In the control room, we execute the sacred script that conjures the connector:

curl --location 'http://localhost:8083/connectors' \
--header 'Content-Type: application/json' \
--data '{
         "name": "users-jms-source-connector",
         "config": {
            "connector.class": "com.datamountaineer.streamreactor.connect.jms.source.JMSSourceConnector",
            "task.max": 1,
            "key.converter": "io.confluent.connect.avro.AvroConverter",
            "value.converter": "io.confluent.connect.avro.AvroConverter",
            "key.converter.schema.registry.url": "http://karapace-registry:8081",
            "value.converter.schema.registry.url": "http://karapace-registry:8081",
            "connect.jms.kcql": "INSERT INTO alliance_intel_reports SELECT * FROM alliance_intel_reports WITHTYPE QUEUE",
            "connect.jms.initial.context.factory":"org.apache.activemq.jndi.ActiveMQInitialContextFactory",
            "connect.jms.url":"tcp://activemq:61616",
            "connect.jms.connection.factory":"ConnectionFactory",
            "connect.jms.source.default.converter":"com.datamountaineer.streamreactor.connect.converters.source.JsonSimpleConverter"
         }
}'

This incantation sets up a JMS source connector, tasked with a crucial mission: to offload messages from the JMS alliance_intel_reports queue to the alliance_intel_reports topic.

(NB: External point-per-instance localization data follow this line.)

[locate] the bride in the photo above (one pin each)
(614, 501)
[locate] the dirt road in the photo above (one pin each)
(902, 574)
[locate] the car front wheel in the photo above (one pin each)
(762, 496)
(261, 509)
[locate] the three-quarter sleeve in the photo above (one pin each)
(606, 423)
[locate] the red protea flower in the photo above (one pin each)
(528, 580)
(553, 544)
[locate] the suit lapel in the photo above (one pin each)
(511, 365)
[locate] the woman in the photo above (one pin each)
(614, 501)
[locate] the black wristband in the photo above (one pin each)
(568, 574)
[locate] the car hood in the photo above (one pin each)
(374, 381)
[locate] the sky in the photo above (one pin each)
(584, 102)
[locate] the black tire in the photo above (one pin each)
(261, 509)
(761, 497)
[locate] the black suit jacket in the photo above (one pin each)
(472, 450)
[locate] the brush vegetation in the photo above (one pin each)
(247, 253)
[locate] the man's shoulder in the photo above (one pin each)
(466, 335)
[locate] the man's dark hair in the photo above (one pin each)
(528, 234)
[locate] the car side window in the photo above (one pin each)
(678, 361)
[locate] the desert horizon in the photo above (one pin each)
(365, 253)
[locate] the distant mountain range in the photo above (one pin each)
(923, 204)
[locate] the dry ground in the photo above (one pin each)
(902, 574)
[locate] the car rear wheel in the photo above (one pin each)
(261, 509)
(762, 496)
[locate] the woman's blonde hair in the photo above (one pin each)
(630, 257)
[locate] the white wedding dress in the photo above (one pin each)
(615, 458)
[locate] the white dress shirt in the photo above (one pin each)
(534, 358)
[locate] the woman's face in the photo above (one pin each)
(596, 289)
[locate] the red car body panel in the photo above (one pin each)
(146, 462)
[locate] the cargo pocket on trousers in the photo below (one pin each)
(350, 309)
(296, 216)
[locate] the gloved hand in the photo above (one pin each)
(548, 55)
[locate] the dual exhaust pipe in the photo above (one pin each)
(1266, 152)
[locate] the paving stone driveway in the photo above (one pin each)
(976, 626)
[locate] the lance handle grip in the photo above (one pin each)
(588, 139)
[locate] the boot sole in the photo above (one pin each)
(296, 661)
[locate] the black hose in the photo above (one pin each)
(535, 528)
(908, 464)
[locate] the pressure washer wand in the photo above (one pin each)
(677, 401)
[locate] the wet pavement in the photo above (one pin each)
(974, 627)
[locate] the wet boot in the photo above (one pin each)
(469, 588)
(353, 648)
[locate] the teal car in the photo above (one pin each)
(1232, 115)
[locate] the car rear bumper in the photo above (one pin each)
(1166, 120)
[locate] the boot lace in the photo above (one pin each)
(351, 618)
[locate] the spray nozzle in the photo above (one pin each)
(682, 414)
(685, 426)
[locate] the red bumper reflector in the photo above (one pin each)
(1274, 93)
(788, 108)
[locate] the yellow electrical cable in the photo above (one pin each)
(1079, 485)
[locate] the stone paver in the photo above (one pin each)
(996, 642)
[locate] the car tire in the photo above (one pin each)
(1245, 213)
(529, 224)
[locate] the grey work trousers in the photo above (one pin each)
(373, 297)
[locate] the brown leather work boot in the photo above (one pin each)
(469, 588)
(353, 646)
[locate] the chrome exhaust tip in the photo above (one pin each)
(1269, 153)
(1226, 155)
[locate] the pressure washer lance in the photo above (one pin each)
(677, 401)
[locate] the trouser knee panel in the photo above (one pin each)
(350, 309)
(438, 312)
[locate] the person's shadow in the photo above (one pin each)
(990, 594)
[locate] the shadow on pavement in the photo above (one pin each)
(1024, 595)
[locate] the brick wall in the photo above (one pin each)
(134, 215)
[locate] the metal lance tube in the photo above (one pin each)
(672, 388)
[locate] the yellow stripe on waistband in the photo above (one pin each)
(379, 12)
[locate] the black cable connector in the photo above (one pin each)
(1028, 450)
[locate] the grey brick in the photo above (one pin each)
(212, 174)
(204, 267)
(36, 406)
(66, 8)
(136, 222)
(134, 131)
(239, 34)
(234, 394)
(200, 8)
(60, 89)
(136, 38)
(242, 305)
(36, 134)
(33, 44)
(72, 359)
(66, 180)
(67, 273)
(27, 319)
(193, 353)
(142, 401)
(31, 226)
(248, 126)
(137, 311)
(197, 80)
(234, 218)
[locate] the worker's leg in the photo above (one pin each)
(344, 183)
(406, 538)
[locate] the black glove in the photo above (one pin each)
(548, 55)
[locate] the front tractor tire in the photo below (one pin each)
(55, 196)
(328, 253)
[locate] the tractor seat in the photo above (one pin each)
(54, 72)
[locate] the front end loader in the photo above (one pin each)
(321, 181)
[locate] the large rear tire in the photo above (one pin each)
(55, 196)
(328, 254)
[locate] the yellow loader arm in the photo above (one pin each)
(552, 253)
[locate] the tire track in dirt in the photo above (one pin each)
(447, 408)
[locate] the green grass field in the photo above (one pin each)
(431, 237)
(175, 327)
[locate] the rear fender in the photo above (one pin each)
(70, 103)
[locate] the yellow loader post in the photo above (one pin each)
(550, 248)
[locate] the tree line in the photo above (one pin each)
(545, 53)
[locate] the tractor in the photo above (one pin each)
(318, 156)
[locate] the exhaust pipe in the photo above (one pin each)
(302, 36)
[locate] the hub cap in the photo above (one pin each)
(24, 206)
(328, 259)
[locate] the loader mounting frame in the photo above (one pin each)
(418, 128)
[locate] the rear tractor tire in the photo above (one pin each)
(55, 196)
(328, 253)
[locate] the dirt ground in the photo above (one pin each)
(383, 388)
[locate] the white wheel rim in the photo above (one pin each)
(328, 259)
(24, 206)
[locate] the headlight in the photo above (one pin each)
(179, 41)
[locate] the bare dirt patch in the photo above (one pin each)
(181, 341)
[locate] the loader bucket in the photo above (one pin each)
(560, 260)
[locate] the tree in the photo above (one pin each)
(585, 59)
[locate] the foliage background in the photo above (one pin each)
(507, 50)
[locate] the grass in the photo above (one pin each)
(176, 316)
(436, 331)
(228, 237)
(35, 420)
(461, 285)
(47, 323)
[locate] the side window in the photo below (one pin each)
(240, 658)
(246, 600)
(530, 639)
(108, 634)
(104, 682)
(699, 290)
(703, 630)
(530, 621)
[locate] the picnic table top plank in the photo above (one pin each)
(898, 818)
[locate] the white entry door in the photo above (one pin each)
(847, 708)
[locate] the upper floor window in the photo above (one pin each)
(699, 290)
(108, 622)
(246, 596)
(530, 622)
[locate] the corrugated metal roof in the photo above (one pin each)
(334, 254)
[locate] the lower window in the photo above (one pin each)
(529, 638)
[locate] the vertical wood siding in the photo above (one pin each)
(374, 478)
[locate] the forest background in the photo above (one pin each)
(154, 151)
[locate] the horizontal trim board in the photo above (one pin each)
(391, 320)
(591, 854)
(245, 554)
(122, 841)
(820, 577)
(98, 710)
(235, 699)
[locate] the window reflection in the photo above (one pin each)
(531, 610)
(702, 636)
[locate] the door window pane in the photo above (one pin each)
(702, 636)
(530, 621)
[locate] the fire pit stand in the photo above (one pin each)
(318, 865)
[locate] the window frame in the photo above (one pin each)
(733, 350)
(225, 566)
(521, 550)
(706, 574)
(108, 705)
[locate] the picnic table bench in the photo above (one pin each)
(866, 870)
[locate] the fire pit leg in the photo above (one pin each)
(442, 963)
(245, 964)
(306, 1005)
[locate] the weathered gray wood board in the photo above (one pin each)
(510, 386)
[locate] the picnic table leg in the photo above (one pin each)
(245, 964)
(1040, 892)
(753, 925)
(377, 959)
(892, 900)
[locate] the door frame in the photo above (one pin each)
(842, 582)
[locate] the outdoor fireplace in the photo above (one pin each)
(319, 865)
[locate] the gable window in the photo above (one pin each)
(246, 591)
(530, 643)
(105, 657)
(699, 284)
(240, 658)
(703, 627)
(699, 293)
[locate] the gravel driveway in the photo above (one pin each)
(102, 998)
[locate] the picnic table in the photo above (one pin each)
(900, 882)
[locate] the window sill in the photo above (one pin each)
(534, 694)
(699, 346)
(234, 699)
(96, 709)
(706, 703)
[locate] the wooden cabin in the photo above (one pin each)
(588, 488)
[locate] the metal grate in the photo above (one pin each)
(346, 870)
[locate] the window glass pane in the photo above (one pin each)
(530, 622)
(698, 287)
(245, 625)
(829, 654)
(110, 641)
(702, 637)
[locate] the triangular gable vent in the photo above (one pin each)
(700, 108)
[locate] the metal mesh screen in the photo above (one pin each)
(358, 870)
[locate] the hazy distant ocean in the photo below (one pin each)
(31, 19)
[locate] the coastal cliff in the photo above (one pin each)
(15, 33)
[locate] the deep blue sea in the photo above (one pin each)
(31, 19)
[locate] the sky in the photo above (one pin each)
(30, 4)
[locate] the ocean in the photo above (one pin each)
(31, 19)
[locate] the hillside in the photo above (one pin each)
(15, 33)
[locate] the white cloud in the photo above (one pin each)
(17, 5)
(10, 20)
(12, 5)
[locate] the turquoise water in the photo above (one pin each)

Connector is now visible in the Redpanda console

Redpanda console connectors

Witnessing the Offloading Miracle

With the connector operational, we observe the first messages being offloaded from JMS to Kafka, marking a new era in intergalactic communication.

Offloaded message

This pivotal moment in our narrative illustrates the seamless merging of two powerful communication realms.

Archives of Wisdom

The complete codex of our journey, detailing every maneuver and strategy employed in this grand mission, can be accessed in the Galactic Code Repository.

Holocron Archives

Epilogue

Thus, a new chapter in our galactic saga has been written. The once-distant worlds of JMS and Kafka are now united, ensuring that the flow of information across the cosmos is more seamless and efficient than ever before. The galaxy watches in awe as these two mighty forces come together, forging a new destiny in the annals of data streaming.